Threshold (env var)DefaultEffect
USAGE_THROTTLE_WARN80%X-Usage-Warning: threshold=80,percentage=<pct> header added to responses
USAGE_THROTTLE_SLOW95%Above header + X-Usage-Throttle: active — rate limit middleware applies 50% RPM reduction
USAGE_THROTTLE_BLOCK100%HTTP 429 returned immediately

Usage percentages are cached per org. Configure the TTL with USAGE_THROTTLE_CACHE_TTL (default: 300 seconds).

Bypasses:

  • /health path — always exempt
  • Unauthenticated requests — no org to check
  • M2M tokens (token_type=m2m JWT claim) — M2M clients have separate quota enforcement

Fail-open: if the DB/cache lookup fails for any reason the request is passed through without blocking.

When percentage_used >= 100:

HTTP/1.1 429 Too Many Requests
Content-Type: application/json
Retry-After: <seconds until end of billing period>
{
"detail": "Monthly usage limit reached",
"upgrade_url": "/billing/upgrade",
"retry_after_seconds": 1728000
}

retry_after_seconds is calculated as the number of seconds from now until UTC midnight on the first day of next month.


UsageAlertService fires an alert record when an organisation crosses a configured threshold percentage for the first time in a billing period.

Default thresholds: 50%, 80%, 95%, 100%

Override via environment variable (comma-separated integers):

USAGE_ALERT_THRESHOLDS=50,80,95,100

De-duplication: At most one alert fires per (org_id, threshold_pct) per billing period. The period scope is determined by period_start — a new billing month resets the de-duplication state.

Each alert stores:

FieldDescription
threshold_pctThreshold that was crossed (50/80/95/100)
current_pctActual usage percentage at trigger time
request_countRequest count at trigger time
limitPlan limit at trigger time
triggered_atUTC timestamp of the event
webhook_deliveredWhether the webhook callback succeeded
webhook_errorLast delivery error (if failed)

For each fired alert, the service looks for enabled webhooks on the organisation that subscribe to the usage.threshold event. If found, the following payload is delivered:

{
"event": "usage.threshold",
"org_id": "b3e2a1c0-...",
"threshold_pct": 80,
"current_pct": 83.4,
"request_count": 834200,
"limit": 1000000,
"triggered_at": "2026-03-10T14:22:00+00:00"
}

Webhook delivery failure does not suppress the alert record — the row is always persisted. Retry is not automatic; check webhook_error for delivery failure details.

Configure webhooks at Settings → Webhooks in the admin portal or via the webhooks API.

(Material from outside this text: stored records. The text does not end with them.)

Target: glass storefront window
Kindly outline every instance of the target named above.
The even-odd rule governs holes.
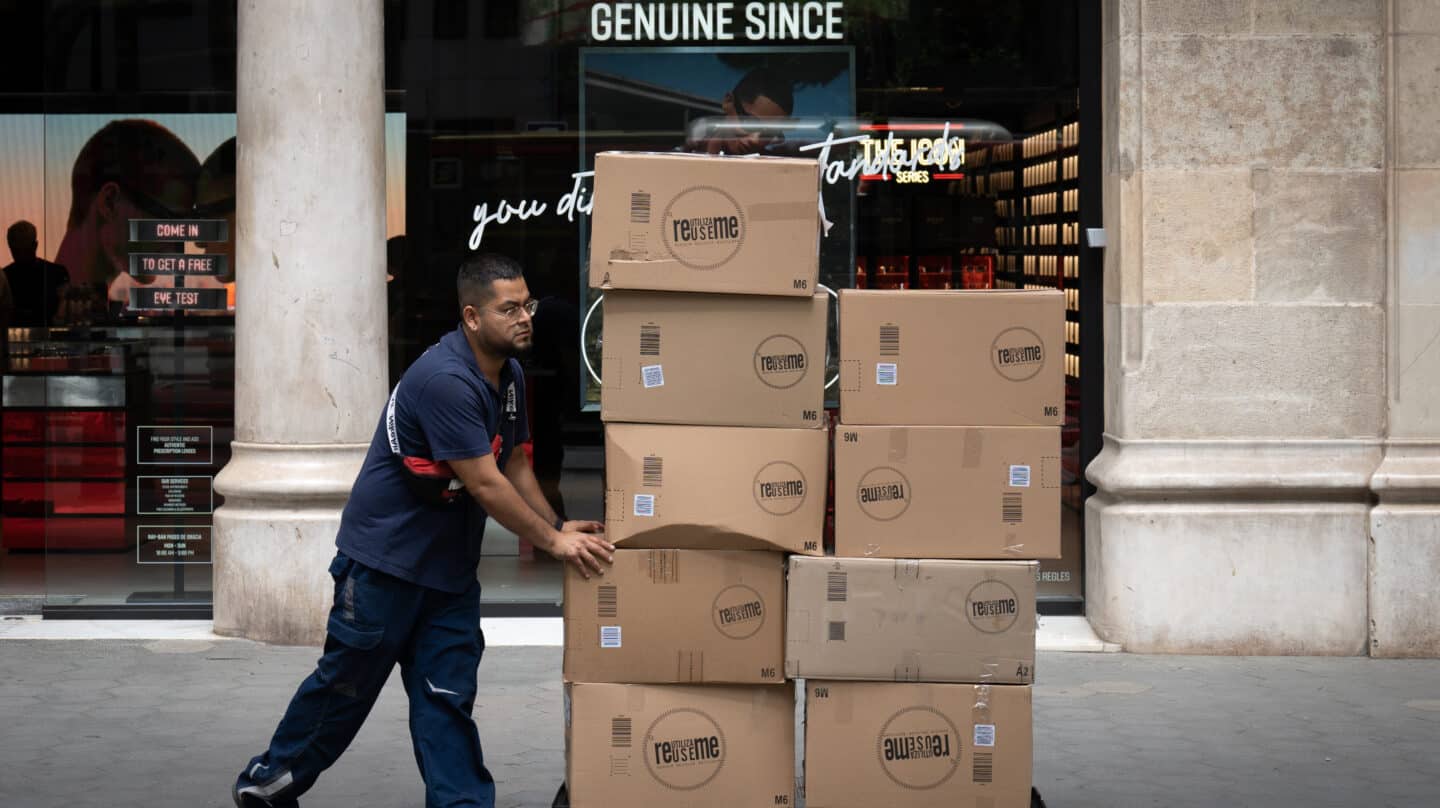
[[[0,78],[0,227],[30,222],[49,263],[22,249],[12,268],[0,610],[203,603],[210,478],[233,423],[235,4],[20,5],[4,22],[44,53]],[[1084,5],[386,0],[392,378],[454,327],[461,260],[520,260],[541,301],[527,450],[557,511],[601,518],[595,154],[808,156],[826,175],[828,288],[1066,291],[1066,558],[1041,591],[1076,602],[1100,421],[1079,366],[1099,315],[1082,311],[1099,299],[1081,285],[1099,274],[1081,238],[1098,219],[1083,145],[1099,138],[1098,13]],[[144,243],[128,225],[145,219],[229,232]],[[161,273],[180,258],[201,271],[177,284]],[[556,613],[558,564],[493,520],[485,552],[492,614]]]
[[[603,514],[604,304],[586,273],[594,156],[810,156],[825,164],[831,289],[1039,286],[1073,299],[1066,558],[1046,563],[1041,590],[1078,606],[1079,281],[1094,260],[1079,243],[1080,143],[1091,136],[1081,85],[1098,61],[1082,68],[1077,5],[488,2],[463,38],[432,28],[423,8],[396,4],[387,22],[404,24],[388,84],[405,92],[411,174],[428,177],[410,184],[409,254],[431,277],[474,249],[525,265],[542,299],[527,364],[540,382],[536,470],[557,509]],[[490,28],[497,9],[518,26]],[[937,142],[954,147],[944,159]],[[911,159],[922,143],[924,159]],[[431,290],[400,291],[413,354],[453,315],[443,296],[423,299]],[[833,387],[828,404],[833,414]],[[1088,423],[1098,430],[1098,412]],[[503,540],[487,547],[509,552]]]

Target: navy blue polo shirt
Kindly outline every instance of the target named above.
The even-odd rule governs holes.
[[[503,471],[515,447],[530,439],[520,363],[505,363],[496,389],[480,372],[459,328],[415,360],[392,397],[395,437],[403,455],[428,460],[480,457],[490,454],[498,435],[496,462]],[[396,578],[463,592],[475,582],[485,511],[468,494],[441,505],[427,503],[411,490],[400,458],[391,451],[388,410],[387,402],[340,516],[335,543],[345,555]]]

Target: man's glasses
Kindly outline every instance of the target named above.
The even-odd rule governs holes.
[[[505,318],[506,320],[514,321],[520,317],[520,312],[522,311],[530,315],[531,317],[534,317],[535,310],[538,308],[540,308],[540,301],[527,300],[524,303],[511,303],[504,308],[486,309],[486,311],[492,311]]]

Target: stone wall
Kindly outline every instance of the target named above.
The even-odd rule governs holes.
[[[1104,19],[1092,624],[1132,651],[1436,653],[1437,498],[1376,478],[1374,509],[1372,476],[1387,437],[1413,464],[1440,435],[1440,2]]]

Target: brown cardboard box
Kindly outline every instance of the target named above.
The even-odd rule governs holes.
[[[838,427],[835,554],[1059,558],[1059,428]]]
[[[795,691],[572,684],[571,808],[794,803]]]
[[[784,615],[779,553],[616,550],[565,571],[565,681],[779,684]]]
[[[1029,808],[1028,685],[805,683],[809,808]]]
[[[820,555],[821,429],[605,425],[605,526],[623,547]]]
[[[819,427],[824,295],[605,295],[605,421]]]
[[[1058,291],[840,292],[840,423],[1059,426]]]
[[[790,559],[785,675],[1029,684],[1034,561]]]
[[[603,152],[590,285],[809,297],[819,270],[819,171],[793,158]]]

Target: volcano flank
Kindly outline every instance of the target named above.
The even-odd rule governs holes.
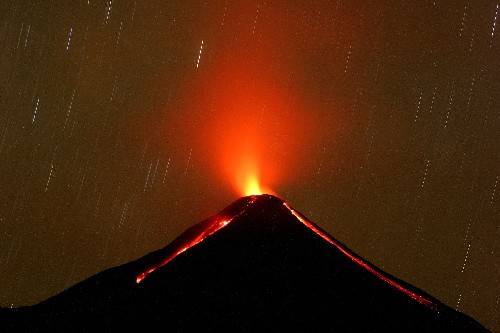
[[[243,197],[171,244],[39,304],[2,331],[487,332],[379,270],[271,195]]]

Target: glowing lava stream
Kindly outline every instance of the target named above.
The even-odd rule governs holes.
[[[168,257],[166,257],[165,259],[163,259],[159,264],[157,265],[154,265],[150,268],[148,268],[146,271],[142,272],[141,274],[139,274],[136,279],[135,279],[135,282],[136,283],[141,283],[142,280],[144,280],[149,274],[153,273],[154,271],[156,271],[158,268],[162,267],[162,266],[165,266],[166,264],[168,264],[169,262],[171,262],[172,260],[174,260],[179,254],[181,253],[184,253],[186,252],[187,250],[189,250],[190,248],[192,248],[193,246],[196,246],[198,244],[200,244],[201,242],[203,242],[205,239],[207,239],[208,237],[210,237],[211,235],[213,235],[214,233],[216,233],[217,231],[219,231],[220,229],[224,228],[225,226],[227,226],[229,223],[231,223],[235,218],[239,217],[241,214],[243,214],[245,212],[245,209],[253,204],[255,202],[256,198],[253,197],[251,198],[248,203],[245,205],[244,209],[241,209],[240,212],[238,212],[238,214],[234,214],[233,216],[227,216],[227,217],[220,217],[220,216],[216,216],[216,220],[215,221],[212,221],[212,223],[205,229],[205,230],[202,230],[198,235],[196,235],[196,237],[194,237],[191,241],[189,241],[187,244],[185,244],[184,246],[178,248],[176,251],[174,251],[171,255],[169,255]]]
[[[397,283],[396,281],[388,278],[385,276],[382,272],[380,272],[378,269],[372,267],[370,264],[365,262],[363,259],[359,258],[349,250],[347,250],[342,244],[337,242],[335,239],[330,237],[325,231],[319,229],[314,223],[310,222],[307,220],[306,217],[302,216],[299,212],[297,212],[295,209],[290,207],[290,205],[287,202],[283,202],[283,205],[292,213],[293,216],[297,218],[302,224],[304,224],[307,228],[309,228],[311,231],[313,231],[316,235],[320,236],[323,238],[325,241],[328,243],[332,244],[335,246],[340,252],[345,254],[349,259],[351,259],[354,263],[358,264],[359,266],[363,267],[382,281],[386,282],[389,284],[391,287],[398,289],[399,291],[405,293],[415,301],[417,301],[420,304],[423,304],[433,310],[438,310],[436,304],[434,304],[432,301],[428,300],[427,298],[423,297],[422,295],[419,295],[417,293],[414,293],[413,291],[410,291]]]
[[[153,273],[156,271],[158,268],[165,266],[172,260],[174,260],[175,257],[177,257],[179,254],[186,252],[193,246],[203,242],[207,237],[212,235],[213,233],[217,232],[218,230],[224,228],[226,225],[229,224],[229,222],[232,221],[233,218],[223,218],[217,221],[214,224],[211,224],[206,230],[203,230],[202,233],[197,235],[191,242],[185,244],[183,247],[179,248],[177,251],[166,257],[163,261],[161,261],[158,265],[150,267],[148,270],[142,272],[137,276],[135,279],[136,283],[140,283],[142,280],[144,280],[149,274]]]

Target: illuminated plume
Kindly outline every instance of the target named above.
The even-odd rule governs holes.
[[[262,189],[260,188],[259,180],[256,175],[251,175],[247,179],[247,184],[245,186],[245,195],[258,195],[263,194]]]

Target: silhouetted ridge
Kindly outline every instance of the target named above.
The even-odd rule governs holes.
[[[241,198],[165,248],[9,314],[14,331],[487,331],[271,195]]]
[[[285,207],[286,210],[284,210],[283,207]],[[136,282],[142,282],[142,280],[146,278],[147,275],[153,273],[156,269],[168,264],[179,254],[189,250],[193,246],[198,245],[215,232],[227,226],[229,223],[238,223],[237,218],[242,214],[250,213],[250,210],[252,209],[260,209],[261,214],[263,213],[264,209],[272,210],[275,213],[292,214],[296,218],[296,222],[302,223],[310,231],[314,232],[326,242],[335,246],[356,264],[360,265],[392,287],[399,289],[401,292],[407,294],[415,301],[437,310],[436,305],[430,300],[430,297],[427,298],[417,292],[405,288],[402,284],[398,283],[396,279],[389,277],[387,274],[384,274],[375,266],[369,264],[367,261],[354,254],[345,245],[335,240],[318,225],[309,221],[305,216],[295,211],[288,203],[269,194],[240,198],[212,218],[189,228],[172,242],[172,244],[175,244],[175,246],[173,246],[172,248],[172,252],[166,255],[166,257],[161,262],[151,266],[146,271],[139,274],[137,276]]]

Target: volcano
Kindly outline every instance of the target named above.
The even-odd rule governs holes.
[[[163,249],[39,304],[3,332],[487,332],[370,264],[271,195],[243,197]]]

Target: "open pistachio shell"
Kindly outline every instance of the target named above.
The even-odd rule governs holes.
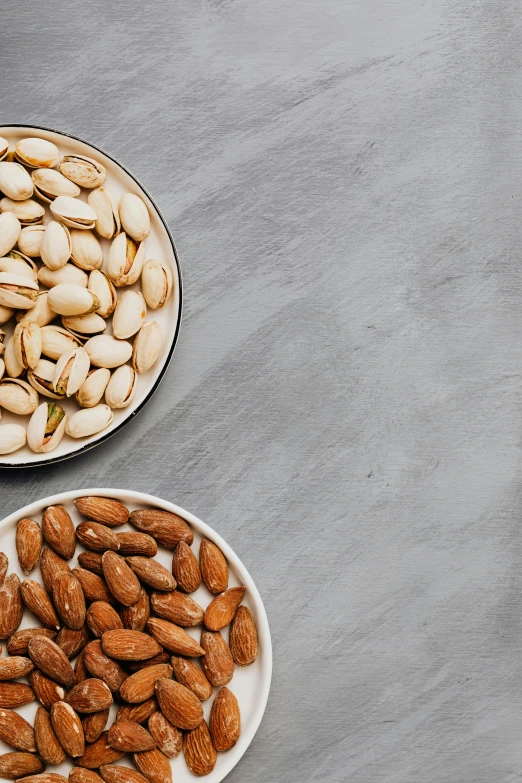
[[[25,226],[18,237],[18,249],[30,258],[37,258],[44,234],[45,226]]]
[[[94,408],[84,408],[73,413],[65,425],[65,431],[71,438],[87,438],[108,427],[112,419],[108,405],[95,405]]]
[[[42,354],[57,361],[64,353],[80,347],[80,341],[62,326],[50,324],[42,328]]]
[[[107,327],[105,319],[98,313],[64,315],[62,323],[66,329],[81,340],[87,340],[93,334],[101,334]]]
[[[143,242],[150,234],[149,210],[143,199],[134,193],[124,193],[118,211],[125,233],[135,242]]]
[[[26,261],[22,260],[26,258]],[[30,262],[30,263],[27,263]],[[30,280],[37,280],[36,264],[22,253],[16,257],[16,250],[10,250],[7,256],[0,258],[0,272],[11,272],[14,275],[22,275]]]
[[[47,266],[42,266],[38,270],[38,280],[46,285],[47,288],[54,288],[55,285],[60,285],[60,283],[73,283],[74,285],[81,285],[83,288],[87,288],[88,279],[83,269],[78,269],[74,264],[65,264],[59,269],[49,269]]]
[[[135,242],[127,234],[113,240],[107,260],[107,275],[116,286],[132,285],[141,274],[145,242]]]
[[[0,272],[0,305],[29,310],[38,299],[38,283],[24,275]]]
[[[155,364],[161,350],[162,331],[157,321],[146,321],[134,339],[132,366],[138,373]]]
[[[52,400],[63,400],[63,394],[57,394],[54,391],[53,379],[56,372],[56,364],[47,359],[40,359],[34,370],[29,370],[27,380],[39,394],[44,397],[50,397]]]
[[[147,317],[147,305],[141,291],[125,291],[116,305],[112,318],[112,333],[125,340],[136,334]]]
[[[113,239],[120,233],[120,216],[113,196],[105,188],[91,190],[87,203],[96,212],[94,228],[104,239]]]
[[[12,337],[5,346],[4,362],[5,371],[10,378],[18,378],[23,373],[24,366],[16,358],[15,344]]]
[[[60,171],[81,188],[99,188],[107,179],[105,166],[86,155],[64,155]]]
[[[60,315],[87,315],[97,310],[100,302],[88,288],[59,283],[49,291],[49,305]]]
[[[42,332],[34,321],[21,321],[13,334],[16,359],[25,368],[34,368],[42,353]]]
[[[150,258],[143,265],[141,289],[152,310],[163,307],[172,293],[172,272],[163,261]]]
[[[38,394],[19,378],[3,378],[0,381],[0,407],[26,416],[38,407]]]
[[[20,163],[33,169],[52,168],[60,160],[60,151],[52,141],[27,138],[21,139],[15,144],[15,157]]]
[[[21,223],[13,212],[0,214],[0,256],[7,255],[16,245],[21,230]]]
[[[103,250],[92,231],[81,231],[77,228],[71,231],[71,259],[80,269],[90,272],[100,269],[103,264]]]
[[[105,402],[111,408],[126,408],[136,393],[136,371],[122,364],[111,376],[105,389]]]
[[[71,257],[69,229],[57,220],[52,220],[45,227],[40,256],[49,269],[60,269]]]
[[[21,424],[0,424],[0,454],[12,454],[25,446],[26,432]]]
[[[89,372],[89,356],[83,348],[64,353],[56,362],[53,389],[67,397],[76,394]]]
[[[0,212],[12,212],[22,226],[41,223],[45,209],[37,201],[27,198],[25,201],[13,201],[12,198],[0,199]]]
[[[46,204],[50,204],[58,196],[77,198],[81,189],[55,169],[35,169],[31,172],[34,195]]]
[[[98,405],[107,384],[111,379],[111,371],[106,367],[91,370],[76,392],[76,402],[82,408],[94,408]]]
[[[100,301],[100,306],[96,310],[102,318],[108,318],[114,312],[118,297],[116,289],[104,272],[99,269],[93,269],[89,275],[87,284],[89,291],[92,291]]]
[[[49,307],[48,291],[40,291],[34,307],[30,310],[19,310],[16,316],[18,322],[34,321],[38,326],[47,326],[56,318],[56,313]]]
[[[19,163],[0,163],[0,190],[14,201],[24,201],[33,195],[33,180]]]
[[[94,367],[119,367],[132,356],[132,345],[110,334],[97,334],[87,340],[84,347]]]
[[[52,451],[65,433],[67,414],[55,402],[42,402],[27,425],[27,445],[38,453]]]
[[[58,196],[51,202],[50,209],[56,220],[69,228],[94,228],[96,212],[79,198]]]
[[[3,136],[0,136],[0,160],[6,158],[8,152],[9,152],[9,142],[7,141],[7,139],[4,139]]]
[[[11,307],[0,305],[0,324],[5,324],[13,317],[14,310]]]

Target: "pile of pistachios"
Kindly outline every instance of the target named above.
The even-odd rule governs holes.
[[[172,271],[147,259],[143,199],[117,202],[106,180],[101,163],[46,139],[10,149],[0,138],[0,414],[31,417],[27,427],[0,422],[0,454],[101,432],[160,354],[162,329],[147,309],[169,299]],[[110,241],[106,259],[98,237]],[[78,410],[68,415],[69,397]]]

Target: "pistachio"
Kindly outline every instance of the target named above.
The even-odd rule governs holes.
[[[125,291],[116,305],[112,333],[118,339],[132,337],[141,329],[147,317],[147,305],[140,291]]]
[[[38,394],[19,378],[4,378],[0,381],[0,407],[25,416],[38,407]]]
[[[38,453],[52,451],[65,433],[67,414],[55,402],[42,402],[27,425],[27,444]]]
[[[7,157],[8,152],[9,142],[7,139],[4,139],[3,136],[0,136],[0,160],[3,160],[5,157]]]
[[[24,275],[0,272],[0,305],[29,310],[38,299],[38,283]]]
[[[25,446],[26,432],[21,424],[0,425],[0,454],[12,454]]]
[[[42,353],[42,332],[34,321],[21,321],[13,334],[15,356],[22,367],[33,369]]]
[[[163,307],[172,293],[172,272],[163,261],[149,259],[143,265],[141,288],[152,310]]]
[[[162,332],[157,321],[146,321],[136,335],[132,347],[132,366],[138,373],[147,372],[155,364],[161,350]]]
[[[59,283],[49,291],[49,305],[60,315],[87,315],[98,309],[100,300],[81,285]]]
[[[0,214],[0,256],[5,256],[16,245],[21,230],[22,226],[16,215],[12,212]]]
[[[40,256],[49,269],[60,269],[71,257],[69,229],[57,220],[52,220],[45,228]]]
[[[58,196],[51,202],[50,208],[56,220],[69,228],[94,228],[96,212],[79,198]]]
[[[143,199],[134,193],[124,193],[118,211],[125,233],[135,242],[143,242],[150,234],[149,210]]]
[[[104,239],[113,239],[120,233],[118,207],[111,194],[105,188],[91,190],[87,202],[96,212],[95,229]]]
[[[122,364],[111,376],[105,389],[105,402],[111,408],[126,408],[136,393],[136,372]]]
[[[5,362],[3,359],[0,358],[0,380],[2,380],[4,375],[5,375]]]
[[[65,426],[72,438],[87,438],[101,432],[112,422],[113,415],[108,405],[95,405],[73,413]]]
[[[84,347],[94,367],[119,367],[132,356],[132,345],[110,334],[97,334],[87,340]]]
[[[100,306],[97,309],[98,315],[102,318],[108,318],[114,312],[117,296],[116,289],[104,272],[99,269],[93,269],[89,275],[87,284],[89,291],[92,291],[100,300]]]
[[[106,367],[91,370],[76,392],[76,402],[82,408],[93,408],[98,405],[111,378],[111,371]]]
[[[0,356],[2,356],[5,352],[5,332],[3,329],[0,329]]]
[[[52,400],[62,400],[65,397],[63,394],[57,394],[53,387],[53,378],[56,372],[56,365],[54,362],[49,362],[47,359],[40,359],[34,370],[29,370],[27,373],[27,380],[37,392],[43,394],[44,397],[50,397]]]
[[[49,359],[57,360],[64,353],[70,353],[80,347],[80,341],[61,326],[44,326],[42,329],[42,353]]]
[[[127,234],[113,240],[107,261],[107,275],[116,286],[132,285],[141,274],[145,242],[135,242]]]
[[[34,321],[38,326],[47,326],[54,321],[56,313],[49,307],[48,293],[48,291],[40,291],[35,306],[30,310],[19,310],[16,320],[19,323]]]
[[[18,378],[23,373],[24,366],[16,358],[15,344],[12,337],[5,346],[4,362],[5,370],[10,378]]]
[[[40,246],[45,234],[45,226],[26,226],[20,231],[18,249],[31,258],[40,255]]]
[[[90,272],[100,269],[103,264],[102,246],[92,231],[82,231],[77,228],[71,231],[73,264]]]
[[[76,394],[89,373],[89,356],[83,348],[64,353],[56,362],[53,389],[56,394]]]
[[[0,163],[0,190],[13,201],[24,201],[33,195],[33,180],[19,163]]]
[[[64,155],[60,171],[81,188],[98,188],[107,179],[105,166],[86,155]]]
[[[34,261],[17,250],[10,250],[6,256],[0,258],[0,272],[12,272],[15,275],[37,280],[36,269]]]
[[[55,169],[35,169],[31,172],[34,194],[46,204],[50,204],[58,196],[76,198],[81,190]]]
[[[55,285],[60,285],[60,283],[73,283],[74,285],[87,288],[88,279],[83,269],[78,269],[74,264],[65,264],[59,269],[49,269],[47,266],[42,266],[38,270],[39,282],[48,288],[54,288]]]
[[[9,321],[9,319],[12,318],[13,313],[14,310],[10,307],[0,305],[0,324],[5,324],[7,321]]]
[[[93,334],[100,334],[107,326],[105,319],[97,313],[89,313],[88,315],[64,315],[62,323],[66,329],[76,337],[79,337],[80,340],[86,340]]]
[[[60,160],[60,151],[56,144],[46,139],[21,139],[15,144],[15,157],[20,163],[37,169],[40,166],[52,168]]]
[[[25,201],[13,201],[11,198],[0,199],[0,212],[12,212],[22,226],[41,223],[45,209],[37,201],[27,198]]]

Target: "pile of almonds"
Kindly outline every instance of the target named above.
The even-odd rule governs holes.
[[[226,686],[236,665],[257,657],[245,588],[228,587],[226,559],[212,541],[201,541],[198,561],[192,530],[176,514],[129,512],[102,497],[75,505],[85,517],[76,529],[59,505],[45,509],[41,524],[18,523],[20,568],[29,575],[39,564],[43,584],[7,575],[0,554],[8,653],[0,658],[0,740],[15,749],[0,755],[0,777],[66,783],[44,770],[70,756],[70,783],[172,783],[169,759],[182,750],[190,771],[207,775],[240,734],[238,701]],[[127,522],[132,532],[116,531]],[[71,568],[78,543],[85,550]],[[158,545],[173,550],[171,571],[155,559]],[[201,582],[214,596],[206,609],[189,595]],[[18,630],[24,609],[40,626]],[[198,643],[184,629],[200,625]],[[18,681],[26,675],[29,684]],[[207,724],[202,702],[214,688]],[[14,708],[35,699],[33,727]],[[115,763],[126,753],[136,769]]]
[[[101,432],[159,356],[161,325],[147,310],[169,299],[172,271],[147,258],[143,199],[124,193],[117,203],[106,179],[101,163],[46,139],[10,150],[0,138],[0,325],[13,327],[0,328],[0,413],[31,415],[27,429],[0,424],[0,454]],[[98,237],[111,243],[106,259]],[[72,415],[66,398],[79,406]]]

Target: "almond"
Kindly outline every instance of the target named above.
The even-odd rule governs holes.
[[[186,658],[171,659],[174,677],[176,680],[195,693],[200,701],[206,701],[212,696],[212,685],[205,677],[204,672],[194,661],[187,661]]]
[[[189,628],[201,625],[203,608],[184,593],[174,590],[172,593],[151,593],[150,602],[152,609],[164,620]]]
[[[25,606],[47,628],[59,630],[60,621],[45,588],[34,579],[24,579],[20,592]]]
[[[196,658],[203,655],[203,650],[192,636],[174,623],[151,617],[147,623],[147,630],[155,639],[171,652],[178,655],[188,655]]]
[[[144,661],[161,652],[155,639],[141,631],[129,631],[127,628],[106,631],[101,643],[105,655],[119,661]]]
[[[205,721],[183,737],[183,755],[193,775],[209,775],[214,769],[217,753]]]
[[[211,593],[218,595],[228,587],[228,565],[221,549],[204,538],[199,546],[199,567],[203,581]]]
[[[109,687],[114,693],[119,691],[127,674],[116,661],[108,658],[102,650],[101,642],[95,641],[87,645],[84,650],[84,662],[87,671]]]
[[[121,619],[125,628],[130,631],[143,631],[150,617],[150,602],[147,592],[140,590],[140,597],[135,604],[123,606]]]
[[[51,631],[50,628],[24,628],[22,631],[16,631],[7,642],[9,655],[27,655],[27,645],[33,636],[46,636],[48,639],[55,639],[56,631]]]
[[[57,701],[51,707],[51,723],[64,751],[73,758],[83,756],[85,738],[82,722],[70,704]]]
[[[167,549],[175,549],[180,541],[189,546],[194,541],[194,534],[185,520],[169,511],[144,508],[133,511],[129,521],[140,533],[148,533]]]
[[[4,584],[4,579],[8,568],[9,559],[5,552],[0,552],[0,587]]]
[[[124,753],[138,753],[142,750],[152,750],[156,743],[149,732],[132,720],[119,720],[109,729],[108,742],[111,748]]]
[[[172,573],[177,579],[178,588],[185,593],[195,593],[201,584],[198,561],[192,549],[180,541],[172,558]]]
[[[65,688],[57,682],[46,677],[38,669],[34,669],[29,675],[29,682],[34,695],[44,707],[50,709],[56,701],[62,701],[65,697]]]
[[[141,704],[125,704],[118,710],[116,720],[133,720],[136,723],[144,723],[157,710],[158,702],[156,699],[147,699],[147,701]]]
[[[139,672],[141,669],[147,669],[149,666],[156,666],[158,663],[169,663],[170,654],[166,650],[162,650],[152,658],[147,658],[146,661],[129,661],[127,669],[134,673]]]
[[[102,556],[99,552],[80,552],[78,562],[86,571],[103,576]]]
[[[55,641],[68,658],[76,658],[89,641],[89,630],[85,625],[77,630],[64,625]]]
[[[0,682],[0,708],[22,707],[34,700],[34,693],[22,682]]]
[[[56,575],[53,598],[65,625],[79,630],[85,623],[85,596],[74,574],[62,572]]]
[[[170,761],[161,750],[153,748],[134,753],[132,759],[149,783],[172,783]]]
[[[158,545],[152,536],[135,531],[116,533],[120,548],[120,555],[143,555],[143,557],[155,557],[158,554]]]
[[[247,606],[240,606],[232,620],[229,647],[238,666],[250,666],[257,658],[256,624]]]
[[[103,680],[92,677],[75,685],[66,701],[76,712],[100,712],[110,707],[113,699]]]
[[[0,639],[8,639],[18,630],[23,613],[20,580],[16,574],[10,574],[0,587]]]
[[[119,527],[129,519],[129,509],[112,498],[77,498],[74,505],[84,517],[108,527]]]
[[[228,685],[234,676],[234,660],[229,646],[219,631],[203,631],[201,633],[201,646],[205,656],[201,660],[201,667],[207,680],[218,688]]]
[[[24,574],[36,568],[42,548],[42,531],[34,519],[21,519],[16,527],[16,552]]]
[[[0,756],[0,777],[15,780],[24,775],[43,772],[45,764],[32,753],[4,753]]]
[[[84,552],[83,554],[89,554]],[[92,552],[91,554],[94,554]],[[100,555],[101,566],[101,555]],[[106,601],[106,603],[113,603],[114,599],[109,592],[109,588],[105,584],[105,581],[98,576],[98,574],[88,571],[86,568],[73,568],[73,574],[82,586],[83,594],[87,601]],[[103,567],[102,567],[103,573]]]
[[[85,665],[85,647],[76,658],[76,662],[74,664],[74,673],[76,675],[76,682],[83,682],[89,677],[89,672],[87,671],[87,667]],[[88,742],[91,741],[93,740],[88,740]]]
[[[120,615],[106,601],[94,601],[87,611],[86,619],[91,633],[98,639],[105,631],[123,628]]]
[[[96,742],[109,720],[109,708],[100,712],[91,712],[82,718],[85,742]]]
[[[175,680],[156,680],[156,698],[163,715],[178,729],[195,729],[203,720],[198,697]]]
[[[111,748],[107,741],[109,735],[108,731],[104,731],[96,742],[92,742],[85,748],[85,753],[79,759],[76,759],[76,763],[80,767],[87,767],[87,769],[98,769],[104,764],[112,764],[113,761],[119,761],[123,756],[123,753],[119,750]]]
[[[171,591],[176,589],[176,580],[164,565],[150,557],[128,557],[130,565],[141,582],[150,585],[154,590]]]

Aggregation runs on a background asyncio loop. Configure with:

Env varDefaultDescription
USAGE_AGGREGATION_INTERVAL_MINUTES60Minutes between aggregation runs

The scheduler fires for the previous completed period to avoid aggregating partial windows. Aggregation is idempotent — re-running for the same (org_id, period_type, period_start) performs an upsert.

The scheduler also fires usage threshold alerts after each successful aggregation run. Alert checks use the monthly plan limit for the percentage calculation.